So now I’m suddenly in Botswana? It’s still hasn’t sunken in that I’m going to be here for four more months. I arrived last Sunday and came as part of the CIEE Gaborone study abroad program along with twenty-something other students.
I’m a Creative Writing major. A couple years ago, I didn’t expect to be able to study abroad anywhere except England, Scotland, Australia, and maybe New Zealand. Which is certainly nothing to scoff at, but I was interested in something different. Someplace that wouldn’t be so easy for me to visit on my own time.
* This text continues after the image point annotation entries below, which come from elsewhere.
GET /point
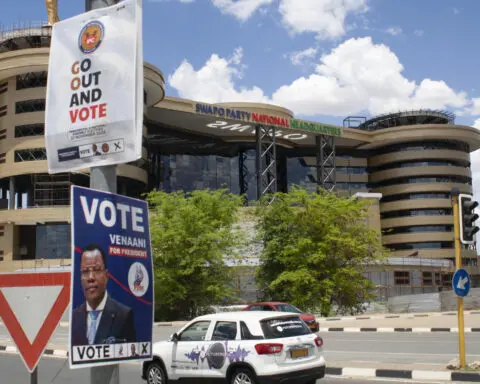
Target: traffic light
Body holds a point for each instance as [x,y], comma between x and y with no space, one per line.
[467,215]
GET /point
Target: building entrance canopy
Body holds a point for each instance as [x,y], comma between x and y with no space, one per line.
[238,125]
Then early in my junior year, Japan, Italy, Spain, India, and Botswana popped up on the list for English (literature & creative writing) majors. I think I blinked once, grinned, and decided that I was going to Botswana.
There were so many reasons for me to choose Botswana! My first impression was that the University of Botswana (UB) offered some amazing classes. Classes I couldn’t take at the University of Southern California (USC). There is an incredible list of anthropology, literature, English, and history classes that focus on subjects such as children’s folklore, oral poetry in Botswana, women’s literature in Botswana, French colonialism and its aftermath in north Africa, Ancient, Colonial, and interdependent India & south Asia, pre-colonial African civilizations – you name it. This was great, because to my disappointment and frustration, my own university offers exactly zero African history courses. And the English program is maddeningly Eurocentric, focusing only on British and American writers, subsequently deeming the wealth of world literature available as unworthy.
Also, as an American, I knew that I essentially knew nothing about Africa. We are grossly uneducated and misinformed when it comes to that entire continent, which is a shame. Myths and American societal racism permeate our notions about Africa and when history courses in the U.S. give the lion’s share of attention to Europe and North America, what are we supposed to do?
I wanted to learn the truth of at least one African country and culture. I wanted to unlearn some of the myths I know affect my thinking even if it’s subconsciously. I wanted to challenge myself. I wanted something different than the typical study abroad experience in Europe. And regardless of this personal agenda of mine, from what I researched, Botswana looked amazing all on its own.
Let’s see how this once-in-a-lifetime semester goes.
PS: UB’s science classes are pretty sick too. I’m personally considering Mycology, Applied Botany, Aquatic Biology, Animal Diversity, and Meat Science (that’s right: Meat Science) as electives.